Identification of a domain within human TAF(I)48, a subunit of Selectivity Factor 1, that interacts with helix 2 of TBP

• Published in: Gene Vol. 338; no. 2; pp. 177 - 186
• Main Authors: Xu, Shuping, Hori, Roderick T
• Format: Journal Article
• Language: English
• Published: Netherlands 01.09.2004
• Subjects: Amino Acid Sequence; Binding Sites - genetics; Humans; Immunoblotting; Models, Molecular; Molecular Sequence Data; Mutation; Pol1 Transcription Initiation Complex Proteins - chemistry; Pol1 Transcription Initiation Complex Proteins - genetics; Pol1 Transcription Initiation Complex Proteins - metabolism; Protein Binding; Protein Structure, Tertiary; Saccharomyces cerevisiae - genetics; TATA-Box Binding Protein - chemistry; TATA-Box Binding Protein - genetics; TATA-Box Binding Protein - metabolism; Two-Hybrid System Techniques
• ISSN: 0378-1119
• DOI: 10.1016/j.gene.2004.04.034

RNA polymerase I transcription in human cells requires Selectivity Factor 1, a multisubunit complex composed of the TATA-box-binding protein (TBP) and three TBP-associated factors (TAFs) called TAF(I)48, TAF(I)63 and TAF(I)110. Each of the Selectivity Factor 1 subunits binds directly to the other three components, but these interactions have not been characterized.
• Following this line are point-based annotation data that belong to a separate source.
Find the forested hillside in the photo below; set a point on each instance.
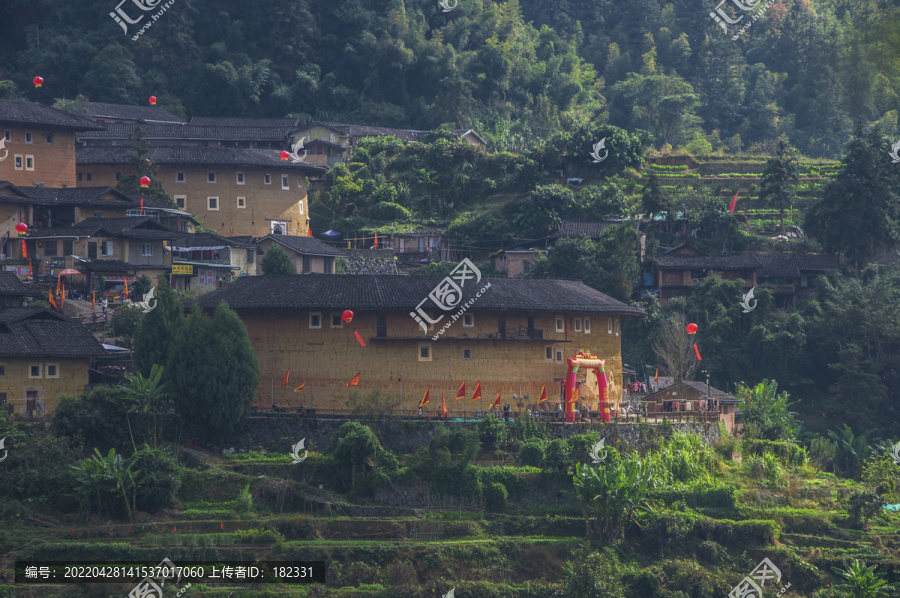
(807, 69)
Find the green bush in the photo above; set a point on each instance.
(532, 453)
(495, 496)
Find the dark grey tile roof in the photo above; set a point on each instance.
(11, 285)
(125, 112)
(134, 227)
(372, 292)
(306, 245)
(231, 121)
(184, 132)
(37, 332)
(201, 156)
(32, 113)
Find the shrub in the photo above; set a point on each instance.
(532, 453)
(495, 496)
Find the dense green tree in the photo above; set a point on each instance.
(277, 262)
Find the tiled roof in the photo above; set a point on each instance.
(11, 285)
(229, 121)
(125, 112)
(583, 228)
(201, 156)
(176, 131)
(370, 292)
(134, 227)
(37, 332)
(305, 245)
(32, 113)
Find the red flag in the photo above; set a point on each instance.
(477, 394)
(461, 393)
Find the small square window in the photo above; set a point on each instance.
(424, 352)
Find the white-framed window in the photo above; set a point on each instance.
(425, 352)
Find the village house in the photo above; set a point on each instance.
(43, 356)
(310, 256)
(233, 191)
(513, 338)
(37, 144)
(202, 262)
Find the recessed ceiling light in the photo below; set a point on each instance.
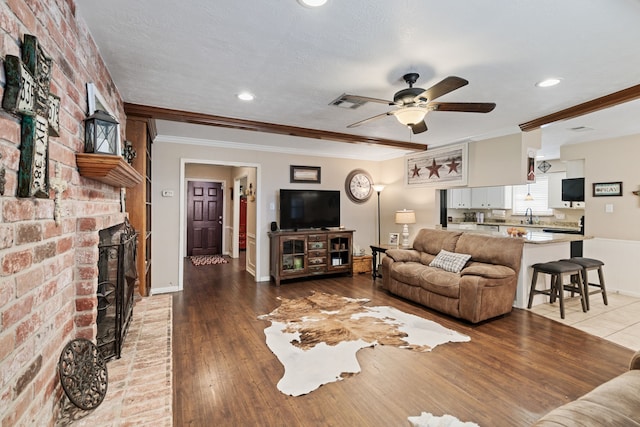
(548, 82)
(246, 96)
(312, 3)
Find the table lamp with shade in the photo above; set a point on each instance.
(405, 217)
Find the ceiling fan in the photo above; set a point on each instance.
(414, 103)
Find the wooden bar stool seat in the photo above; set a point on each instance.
(557, 270)
(587, 265)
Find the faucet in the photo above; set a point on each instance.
(529, 212)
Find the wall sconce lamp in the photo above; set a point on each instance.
(405, 217)
(101, 133)
(410, 115)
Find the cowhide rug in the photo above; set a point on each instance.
(316, 338)
(427, 419)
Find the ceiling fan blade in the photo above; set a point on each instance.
(466, 107)
(361, 99)
(361, 122)
(448, 84)
(418, 127)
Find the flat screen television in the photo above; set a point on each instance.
(302, 209)
(573, 190)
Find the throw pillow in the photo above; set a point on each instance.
(450, 261)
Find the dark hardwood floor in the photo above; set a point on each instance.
(515, 369)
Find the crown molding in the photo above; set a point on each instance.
(597, 104)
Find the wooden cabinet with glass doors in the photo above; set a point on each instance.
(297, 254)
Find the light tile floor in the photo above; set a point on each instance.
(618, 322)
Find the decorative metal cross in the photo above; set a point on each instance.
(27, 94)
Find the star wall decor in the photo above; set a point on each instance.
(453, 166)
(433, 169)
(447, 166)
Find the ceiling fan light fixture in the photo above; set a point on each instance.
(312, 3)
(410, 115)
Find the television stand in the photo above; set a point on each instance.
(298, 254)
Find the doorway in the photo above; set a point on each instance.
(224, 172)
(204, 218)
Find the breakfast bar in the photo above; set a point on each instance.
(539, 247)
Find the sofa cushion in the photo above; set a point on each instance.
(403, 255)
(492, 250)
(450, 261)
(431, 241)
(407, 272)
(490, 271)
(440, 282)
(614, 403)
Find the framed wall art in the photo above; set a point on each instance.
(442, 166)
(604, 189)
(305, 174)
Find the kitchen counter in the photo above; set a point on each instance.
(518, 224)
(539, 247)
(536, 237)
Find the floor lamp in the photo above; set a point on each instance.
(405, 217)
(378, 189)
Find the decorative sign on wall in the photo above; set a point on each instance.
(445, 165)
(27, 94)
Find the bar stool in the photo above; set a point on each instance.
(557, 270)
(588, 264)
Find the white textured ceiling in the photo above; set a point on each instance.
(197, 55)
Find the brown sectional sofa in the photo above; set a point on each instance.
(614, 403)
(483, 289)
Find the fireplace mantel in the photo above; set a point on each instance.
(107, 168)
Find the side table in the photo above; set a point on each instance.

This study is the initial identification and analysis of a TBP-binding domain within a Selectivity Factor 1 TAF. The interaction between human TBP and human TAF(I)48 was initially examined using the yeast two-hybrid assay, and a TBP-binding domain was identified in the carboxyl-terminus of human (h)TAF(I)48. Consistent with this result, the hTAF(I)48 carboxyl-terminus was able to bind directly to TBP in protein-protein interaction assays. When mutations were introduced into the hTAF(I)48 carboxyl-terminus, we identified changes in uncharged and positive residues that affect its interaction with TBP. By examining TBP mutants, residues within and adjacent to helix 2 of TBP, previously demonstrated to interact with subunits of other TBP-containing complexes [Transcription Factor IID (TFIID) and TFIIIB] were also found to diminish its affinity for the carboxyl-terminus of hTAF(I)48. The regions of hTAF(I)48 and TBP that interact are compared to those identified within other complexes containing TBP.